The Journey is Long

Yaffa
Jun 22, 2009

 

I am sleeping.

I dream that a terrorist is chasing me with a long knife, trying to kill me.

I escape.

I awaken, sweating, my heartbeat is racing. My heart won’t stop racing.

I go to work.

I feel like I’m being suffocated and it’s hard for me to breathe. My whole body is shaking, out of control. I try to concentrate but I feel nauseous. I try to relax, take a pill and wait for it to pass. Let there be a few more hours of quiet until the next panic attack.

 

Over seven years have passed since the attack. The terrorist didn’t manage to set his explosives off. There were no fatalities and no one was injured physically. But since then I have been suffering from anxieties that have only worsened. I don’t feel safe anywhere. People don’t understand what an emotional wound is. I have to struggle to keep functioning and I feel so alone. I have loads of friends, but when it’s hard for meI have no one. When it’s hard for me I am alone.

 

I see the world outside so beautiful and pleasant: Blue skies, trees, flowers, birds. But the world within me is not as beautiful as the world outside. The world within me is black, full of fear and death and a bottomless anxiety with no end in sight. I need to use all my strength to survive. It is hard for me to be strong when I’m shattered inside. Sometimes life looks so black. An infinite darkness of coping and hardship and frustration.

 

From within this darkness, Mikie, the Hotline volunteer from NATAL, is like a small shining star which lights the way. When I feel that I have no strength to go on, she supports and strengthens me. When it’s hard for me, she reminds me that I am strong enough to go on. When I didn’t know how to even understand these problems that fell upon me, she helped me find ways to relax and supported me in the fight to be recognized by the National Insurance Office. After six years of being unable to, she managed to help me learn to stay home alone at nights. She always reminds me to focus on the things I have managed to do. Even when I fall again and again, she never gives up on me.

 

Thanks to her I have managed to cope with therapy and to succeed in it.
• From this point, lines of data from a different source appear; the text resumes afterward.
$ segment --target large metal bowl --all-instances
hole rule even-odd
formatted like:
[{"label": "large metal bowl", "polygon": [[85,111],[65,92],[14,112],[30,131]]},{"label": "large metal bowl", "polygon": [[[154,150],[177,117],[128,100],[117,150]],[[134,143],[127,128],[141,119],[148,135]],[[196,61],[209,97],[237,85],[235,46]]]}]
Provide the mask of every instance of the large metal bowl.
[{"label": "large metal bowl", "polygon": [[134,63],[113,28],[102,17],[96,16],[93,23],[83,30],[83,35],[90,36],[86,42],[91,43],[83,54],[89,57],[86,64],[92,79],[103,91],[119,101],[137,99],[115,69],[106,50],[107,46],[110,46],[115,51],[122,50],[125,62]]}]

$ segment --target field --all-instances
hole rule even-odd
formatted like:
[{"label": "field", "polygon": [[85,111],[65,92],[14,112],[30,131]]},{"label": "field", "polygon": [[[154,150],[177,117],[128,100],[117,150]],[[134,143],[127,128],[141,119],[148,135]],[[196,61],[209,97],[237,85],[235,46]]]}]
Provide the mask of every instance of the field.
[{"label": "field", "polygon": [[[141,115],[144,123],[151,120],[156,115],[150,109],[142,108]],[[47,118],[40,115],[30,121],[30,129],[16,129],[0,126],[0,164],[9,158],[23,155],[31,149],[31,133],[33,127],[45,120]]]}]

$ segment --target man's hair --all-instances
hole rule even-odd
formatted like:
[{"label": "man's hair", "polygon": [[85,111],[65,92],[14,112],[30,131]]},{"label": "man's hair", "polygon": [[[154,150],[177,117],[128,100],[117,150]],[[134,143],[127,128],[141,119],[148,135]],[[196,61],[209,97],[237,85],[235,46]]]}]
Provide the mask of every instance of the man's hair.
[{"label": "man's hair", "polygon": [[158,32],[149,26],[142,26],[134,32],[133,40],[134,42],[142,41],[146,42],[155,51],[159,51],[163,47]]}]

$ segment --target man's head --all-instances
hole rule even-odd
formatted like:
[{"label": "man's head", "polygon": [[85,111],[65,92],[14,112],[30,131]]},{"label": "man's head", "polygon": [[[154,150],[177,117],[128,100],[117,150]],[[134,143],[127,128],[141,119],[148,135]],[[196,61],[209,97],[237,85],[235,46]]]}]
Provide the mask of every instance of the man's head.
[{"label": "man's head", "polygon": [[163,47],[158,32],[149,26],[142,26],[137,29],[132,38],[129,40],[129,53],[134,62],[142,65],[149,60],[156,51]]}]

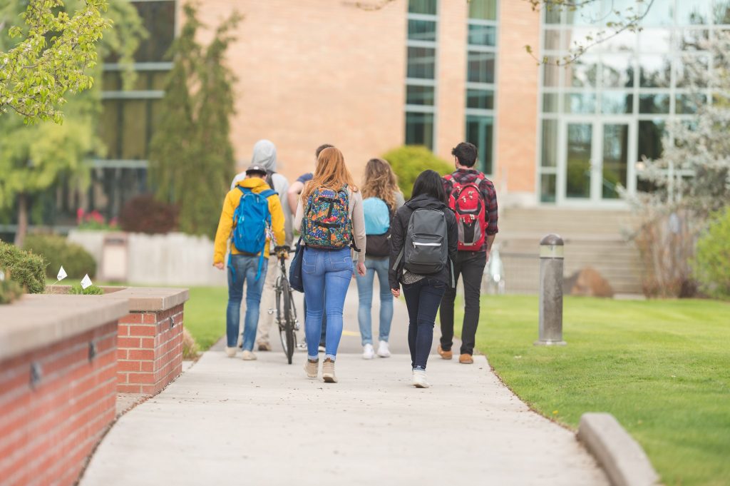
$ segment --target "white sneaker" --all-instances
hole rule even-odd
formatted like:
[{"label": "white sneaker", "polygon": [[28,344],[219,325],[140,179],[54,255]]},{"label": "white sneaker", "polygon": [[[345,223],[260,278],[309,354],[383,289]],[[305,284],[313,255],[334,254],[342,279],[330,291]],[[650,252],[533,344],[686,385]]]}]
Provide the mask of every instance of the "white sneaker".
[{"label": "white sneaker", "polygon": [[416,388],[428,388],[431,386],[426,379],[426,371],[423,370],[413,370],[413,379],[411,383]]},{"label": "white sneaker", "polygon": [[387,341],[381,341],[377,345],[377,355],[382,358],[391,357],[391,350],[388,349]]},{"label": "white sneaker", "polygon": [[363,359],[372,360],[375,357],[375,350],[372,349],[372,344],[368,343],[363,346]]}]

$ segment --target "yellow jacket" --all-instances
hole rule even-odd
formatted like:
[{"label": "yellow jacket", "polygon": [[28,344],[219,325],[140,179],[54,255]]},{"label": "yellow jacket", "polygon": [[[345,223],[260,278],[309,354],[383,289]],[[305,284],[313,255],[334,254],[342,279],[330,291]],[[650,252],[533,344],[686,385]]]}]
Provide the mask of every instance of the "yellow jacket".
[{"label": "yellow jacket", "polygon": [[[250,189],[253,192],[258,194],[262,191],[271,189],[264,179],[252,177],[238,182],[237,186]],[[228,240],[231,238],[231,230],[233,229],[233,213],[241,202],[241,191],[234,188],[226,195],[223,200],[223,208],[220,212],[220,220],[218,221],[218,230],[215,232],[215,244],[214,246],[213,264],[223,263],[226,258],[226,250],[228,248]],[[285,235],[284,233],[284,211],[281,208],[279,196],[274,195],[269,198],[269,212],[272,215],[272,230],[277,244],[283,245]],[[269,257],[269,238],[266,238],[266,246],[264,250],[264,256]],[[231,246],[231,252],[236,255],[240,253],[234,245]]]}]

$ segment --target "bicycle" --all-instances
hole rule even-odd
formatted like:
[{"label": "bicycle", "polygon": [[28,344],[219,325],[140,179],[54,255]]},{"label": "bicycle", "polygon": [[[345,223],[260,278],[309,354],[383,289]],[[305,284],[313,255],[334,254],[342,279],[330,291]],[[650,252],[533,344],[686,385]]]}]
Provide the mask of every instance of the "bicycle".
[{"label": "bicycle", "polygon": [[291,365],[296,349],[296,331],[299,330],[293,295],[286,273],[286,258],[291,248],[285,246],[276,246],[274,251],[279,261],[279,276],[274,287],[276,295],[276,322],[279,325],[279,337],[281,338],[282,347],[284,348],[284,354]]}]

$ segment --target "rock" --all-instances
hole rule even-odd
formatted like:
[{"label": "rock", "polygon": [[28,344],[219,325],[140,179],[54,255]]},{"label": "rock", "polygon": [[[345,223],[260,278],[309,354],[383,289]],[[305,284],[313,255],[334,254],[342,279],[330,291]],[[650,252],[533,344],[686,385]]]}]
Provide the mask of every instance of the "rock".
[{"label": "rock", "polygon": [[585,267],[565,279],[564,292],[567,295],[613,297],[613,289],[598,270]]}]

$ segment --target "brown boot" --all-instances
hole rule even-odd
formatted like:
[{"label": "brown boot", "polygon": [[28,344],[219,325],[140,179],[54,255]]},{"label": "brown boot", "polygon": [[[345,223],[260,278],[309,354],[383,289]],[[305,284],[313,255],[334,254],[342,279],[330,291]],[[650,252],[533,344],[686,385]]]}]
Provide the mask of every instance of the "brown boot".
[{"label": "brown boot", "polygon": [[325,383],[337,382],[337,377],[334,376],[334,362],[329,358],[322,363],[322,379]]}]

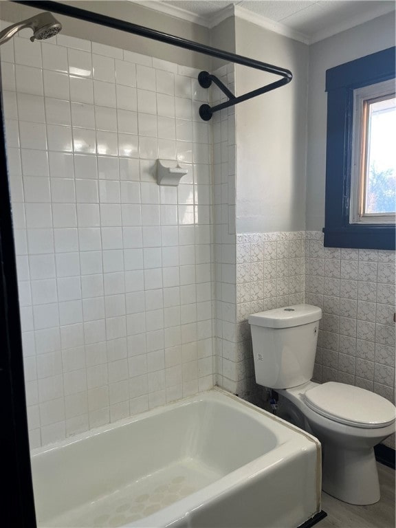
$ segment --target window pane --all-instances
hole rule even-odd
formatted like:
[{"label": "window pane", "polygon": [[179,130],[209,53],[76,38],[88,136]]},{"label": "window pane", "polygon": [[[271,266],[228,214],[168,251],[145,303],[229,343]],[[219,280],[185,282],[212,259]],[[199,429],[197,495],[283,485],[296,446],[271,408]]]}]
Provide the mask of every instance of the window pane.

I work (as a volunteer) all the time between hours of light and beauty and peace and between hours of stress and discomfort.  I work so much, to the point where I feel completely detached. And within this detachment, for already two years now Mikie has been providing me with a stable base. I continue to struggle to enable myself a happier and calmer life, and the journey is long.

 

I want to say thank you from the bottom of my heart to Mikie and to NATAL for the continued support which keeps me alive and gives me the strength to continue.